He stepped inside, cautiously, and shut the door behind him.  It closed soundlessly and he quickly studied the layout.  The room was lit only by sunlight and appeared still.  He froze and listened intently for the faintest of sounds but heard none.  As he waited and listened, he noted that the house looked like any other: living room, dining room, and kitchen.  Every room was uncluttered and furnished accordingly.  Once he was confident that no one awaited him immediately and that the initial rooms had been secured, he began searching the rest of the house.  Off the dining room, a long, narrow hallway loomed.  Along its walls were evenly spaced doors.  He systematically opened each with vigilance, with care, starting with the door closest to him.  In any he could find his wife, or someone who knew of her whereabouts.  Two bedrooms and a small bathroom proved empty.  A final door lay at the end of the corridor.  He pushed it open slowly.  The room was darker than the others despite the brightness of the afternoon sun.  He felt along the interior wall for a light switch and found one.  An institutional-style fluorescent overhead fixture with a protective wire covering flickered several times before remaining fully functional.  What stood before him was nothing short of horrific.  Tiled, walls and floors, sectioned off into five foot by three-foot areas, looked like shower stalls.  And bloody handprints were scattered along the walls.

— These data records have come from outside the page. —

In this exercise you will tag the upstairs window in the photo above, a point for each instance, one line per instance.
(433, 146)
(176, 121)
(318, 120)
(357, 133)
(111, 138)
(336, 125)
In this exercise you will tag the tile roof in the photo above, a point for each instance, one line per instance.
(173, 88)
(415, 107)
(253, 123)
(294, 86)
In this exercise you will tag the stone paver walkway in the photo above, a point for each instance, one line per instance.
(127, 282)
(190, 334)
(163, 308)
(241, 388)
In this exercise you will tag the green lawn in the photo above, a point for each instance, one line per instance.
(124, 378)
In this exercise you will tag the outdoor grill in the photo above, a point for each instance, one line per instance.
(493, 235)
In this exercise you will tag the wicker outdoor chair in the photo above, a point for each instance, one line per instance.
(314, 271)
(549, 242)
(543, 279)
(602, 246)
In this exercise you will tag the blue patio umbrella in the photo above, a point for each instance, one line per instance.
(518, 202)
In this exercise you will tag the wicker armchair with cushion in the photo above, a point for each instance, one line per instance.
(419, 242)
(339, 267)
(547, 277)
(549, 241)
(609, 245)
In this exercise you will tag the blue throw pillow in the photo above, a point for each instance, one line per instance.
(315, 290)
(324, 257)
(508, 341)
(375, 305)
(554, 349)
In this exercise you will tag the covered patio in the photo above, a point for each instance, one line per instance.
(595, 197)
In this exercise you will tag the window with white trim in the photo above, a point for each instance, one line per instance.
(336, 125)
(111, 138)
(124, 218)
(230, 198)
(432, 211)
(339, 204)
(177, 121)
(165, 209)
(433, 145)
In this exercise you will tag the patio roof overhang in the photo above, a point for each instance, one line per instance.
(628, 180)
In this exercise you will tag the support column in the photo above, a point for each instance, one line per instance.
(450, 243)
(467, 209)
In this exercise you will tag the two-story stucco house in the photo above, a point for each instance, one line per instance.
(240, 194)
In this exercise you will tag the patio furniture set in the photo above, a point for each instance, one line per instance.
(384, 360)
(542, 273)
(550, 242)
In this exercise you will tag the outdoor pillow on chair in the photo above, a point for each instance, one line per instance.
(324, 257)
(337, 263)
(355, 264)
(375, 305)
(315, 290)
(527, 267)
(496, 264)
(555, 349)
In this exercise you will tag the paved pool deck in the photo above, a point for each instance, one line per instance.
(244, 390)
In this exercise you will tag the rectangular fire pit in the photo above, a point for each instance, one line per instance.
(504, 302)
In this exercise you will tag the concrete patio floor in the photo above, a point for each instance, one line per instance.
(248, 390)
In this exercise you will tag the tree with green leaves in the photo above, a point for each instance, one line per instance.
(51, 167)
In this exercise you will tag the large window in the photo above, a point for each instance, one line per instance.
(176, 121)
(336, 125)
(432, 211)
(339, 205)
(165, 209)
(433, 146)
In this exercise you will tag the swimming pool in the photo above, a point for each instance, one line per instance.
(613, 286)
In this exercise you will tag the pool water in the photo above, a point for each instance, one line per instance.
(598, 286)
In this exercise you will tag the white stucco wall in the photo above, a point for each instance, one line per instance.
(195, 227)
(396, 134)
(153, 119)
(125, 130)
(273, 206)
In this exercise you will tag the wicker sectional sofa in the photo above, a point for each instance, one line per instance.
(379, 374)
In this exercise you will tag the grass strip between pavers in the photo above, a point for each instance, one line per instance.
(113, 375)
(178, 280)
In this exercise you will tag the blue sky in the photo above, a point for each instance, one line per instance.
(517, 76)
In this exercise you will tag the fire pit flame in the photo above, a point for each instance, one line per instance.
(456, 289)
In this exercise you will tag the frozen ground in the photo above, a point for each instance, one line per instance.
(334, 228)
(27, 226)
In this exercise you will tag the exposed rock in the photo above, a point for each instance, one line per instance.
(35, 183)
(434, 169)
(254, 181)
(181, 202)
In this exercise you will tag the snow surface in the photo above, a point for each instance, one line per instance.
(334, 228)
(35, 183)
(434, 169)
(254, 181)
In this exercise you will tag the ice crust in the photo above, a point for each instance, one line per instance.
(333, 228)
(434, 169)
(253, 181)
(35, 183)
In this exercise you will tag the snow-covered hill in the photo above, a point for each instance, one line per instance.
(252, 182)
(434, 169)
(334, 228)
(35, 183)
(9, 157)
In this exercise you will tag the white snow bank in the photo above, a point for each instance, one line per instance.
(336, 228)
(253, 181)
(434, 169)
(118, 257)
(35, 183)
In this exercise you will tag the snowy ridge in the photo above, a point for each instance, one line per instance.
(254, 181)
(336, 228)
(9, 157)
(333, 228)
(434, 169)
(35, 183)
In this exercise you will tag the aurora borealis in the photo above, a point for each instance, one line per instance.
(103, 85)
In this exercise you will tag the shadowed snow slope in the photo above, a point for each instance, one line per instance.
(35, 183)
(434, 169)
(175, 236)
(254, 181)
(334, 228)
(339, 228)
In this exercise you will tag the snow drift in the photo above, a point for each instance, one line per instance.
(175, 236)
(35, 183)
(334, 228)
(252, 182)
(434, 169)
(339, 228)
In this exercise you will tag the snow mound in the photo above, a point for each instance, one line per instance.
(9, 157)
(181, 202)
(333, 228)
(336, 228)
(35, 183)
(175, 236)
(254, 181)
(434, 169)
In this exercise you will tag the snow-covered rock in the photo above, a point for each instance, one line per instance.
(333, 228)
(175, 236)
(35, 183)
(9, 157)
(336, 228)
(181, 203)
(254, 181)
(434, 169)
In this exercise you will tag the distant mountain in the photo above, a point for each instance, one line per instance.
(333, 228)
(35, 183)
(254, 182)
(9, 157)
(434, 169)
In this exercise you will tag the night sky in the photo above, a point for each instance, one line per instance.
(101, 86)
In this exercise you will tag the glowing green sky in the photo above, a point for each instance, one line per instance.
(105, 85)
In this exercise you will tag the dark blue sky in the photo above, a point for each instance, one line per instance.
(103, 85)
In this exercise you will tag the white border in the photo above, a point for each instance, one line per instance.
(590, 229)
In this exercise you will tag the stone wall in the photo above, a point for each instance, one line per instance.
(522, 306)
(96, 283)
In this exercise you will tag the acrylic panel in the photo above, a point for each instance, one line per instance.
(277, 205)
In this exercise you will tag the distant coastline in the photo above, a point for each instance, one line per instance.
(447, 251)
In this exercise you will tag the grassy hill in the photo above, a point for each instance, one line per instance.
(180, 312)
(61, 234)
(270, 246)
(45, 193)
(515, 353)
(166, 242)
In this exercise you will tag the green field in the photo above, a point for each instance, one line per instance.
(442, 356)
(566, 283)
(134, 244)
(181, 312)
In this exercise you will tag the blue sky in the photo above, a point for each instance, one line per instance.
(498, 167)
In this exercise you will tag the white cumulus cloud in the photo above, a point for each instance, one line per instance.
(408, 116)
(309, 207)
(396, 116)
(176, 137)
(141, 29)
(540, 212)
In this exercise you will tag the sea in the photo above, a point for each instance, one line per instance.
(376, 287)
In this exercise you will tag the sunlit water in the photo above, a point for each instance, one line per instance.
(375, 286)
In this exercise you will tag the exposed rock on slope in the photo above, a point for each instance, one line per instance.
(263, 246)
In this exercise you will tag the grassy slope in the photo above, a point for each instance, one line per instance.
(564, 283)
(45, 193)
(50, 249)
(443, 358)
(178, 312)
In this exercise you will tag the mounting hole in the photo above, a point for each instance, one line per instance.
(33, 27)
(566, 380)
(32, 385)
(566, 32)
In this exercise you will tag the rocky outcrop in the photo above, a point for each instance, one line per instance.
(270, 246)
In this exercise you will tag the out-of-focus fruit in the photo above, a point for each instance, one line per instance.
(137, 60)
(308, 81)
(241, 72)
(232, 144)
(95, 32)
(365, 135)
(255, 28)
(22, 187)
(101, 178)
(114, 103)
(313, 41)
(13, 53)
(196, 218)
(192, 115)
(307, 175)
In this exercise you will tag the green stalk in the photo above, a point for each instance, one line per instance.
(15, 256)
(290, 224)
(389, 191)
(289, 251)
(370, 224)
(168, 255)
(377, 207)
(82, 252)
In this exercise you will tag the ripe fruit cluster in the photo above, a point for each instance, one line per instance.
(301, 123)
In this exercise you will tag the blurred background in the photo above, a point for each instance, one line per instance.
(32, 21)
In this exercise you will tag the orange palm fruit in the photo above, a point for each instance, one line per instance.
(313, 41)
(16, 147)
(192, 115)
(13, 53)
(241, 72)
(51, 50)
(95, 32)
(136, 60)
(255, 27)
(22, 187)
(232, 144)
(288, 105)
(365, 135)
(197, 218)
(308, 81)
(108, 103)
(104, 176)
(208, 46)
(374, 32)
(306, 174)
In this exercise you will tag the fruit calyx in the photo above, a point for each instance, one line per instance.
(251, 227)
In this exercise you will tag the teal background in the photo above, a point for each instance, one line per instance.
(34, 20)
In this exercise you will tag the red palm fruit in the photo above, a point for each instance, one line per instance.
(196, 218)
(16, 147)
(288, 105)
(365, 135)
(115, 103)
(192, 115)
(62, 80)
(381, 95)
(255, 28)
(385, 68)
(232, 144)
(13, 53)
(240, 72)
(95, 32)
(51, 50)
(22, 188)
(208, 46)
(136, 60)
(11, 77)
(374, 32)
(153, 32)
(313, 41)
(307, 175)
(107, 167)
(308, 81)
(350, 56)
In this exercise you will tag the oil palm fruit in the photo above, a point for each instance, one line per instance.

The room, the metallic smell of gore, and the blood itself, all of it charged at him.  The room began to spin.  His breath came in short, shallow pants.  He reached his hand out, rested it against a wall to stabilize him, only to retrieve it with a sticky, ruby coating.  He looked to it, gasped then immediately tried to wipe it clean on his pant leg.  His pulse began to race dangerously, and the boundary between past and present became muddled.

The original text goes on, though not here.